CrowdStrike’s IT outage makes it clear why cyber resilience matters

A misconfigured content update released by CrowdStrike late on Thursday, inadvertently triggered worldwide outages across Microsoft Windows systems, taking many of the world’s most essential services offline.

CrowdStrike was attempting to update content that their Falcon Sensor uses to perform real-time threat detection and endpoint protection by monitoring system activities that identify suspicious behavior to prevent cyber attacks. The content update contains logic designed to fine-tune the detection of malicious activities and is based on the latest threat intelligence CrowdStrike collects on a real-time, continuous basis.

“This was not a code update. This was actually an update to content. And what that means is there’s a single file that drives some additional logic on how we look for bad actors. And this logic was pushed out and caused an issue only in the Microsoft environment,” CrowdStrike CEO and founder George Kurtz told Jim Cramer during an interview on CNBC earlier today.

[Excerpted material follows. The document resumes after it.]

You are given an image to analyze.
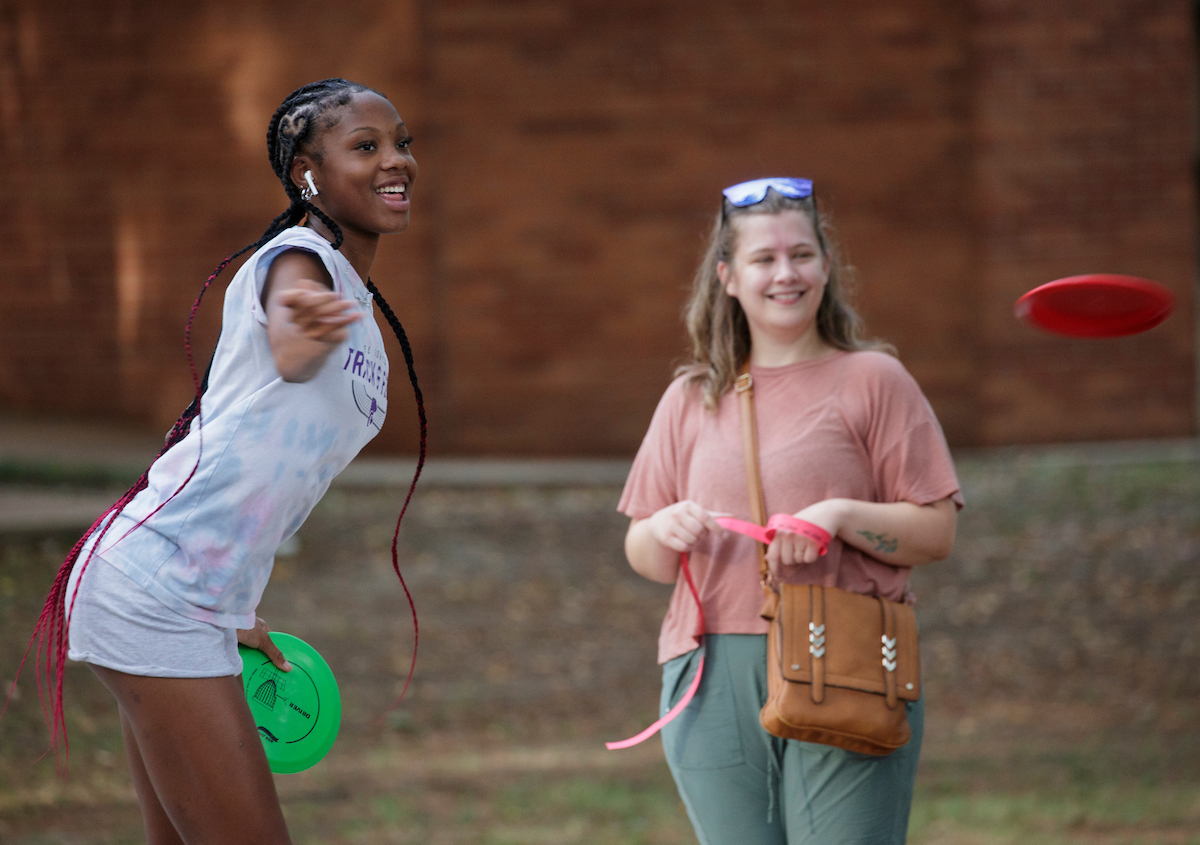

The outage was first spotted in Australia, with Windows machines crashing and displaying the Blue Screen of Death (BSOD). The faulty update triggered a Windows blackout worldwide, impacting dozens of airports, airlines, banking institutions, and service companies that all rely on Windows-based systems to operate their businesses. Hundreds of thousands of travelers are stranded in airports around the world. Approximately 2,600 U.S. flights had been canceled as of Friday afternoon, and more than 4,200 flights had been canceled globally based on FlightAware data as reported by the Wall Street Journal.

The effects of the IT outage also spread across the Microsoft Azure cloud platform. Azure customers complained that they were “experiencing unresponsiveness and startup failures on Windows machines using the CrowdStrike Falcon agent, affecting both on-premises and various cloud platforms.” Azure Health Status shows the outage still impacts Azure virtual machines across the four regions of America, Europe, Asia-Pacific, and the Middle East and Africa.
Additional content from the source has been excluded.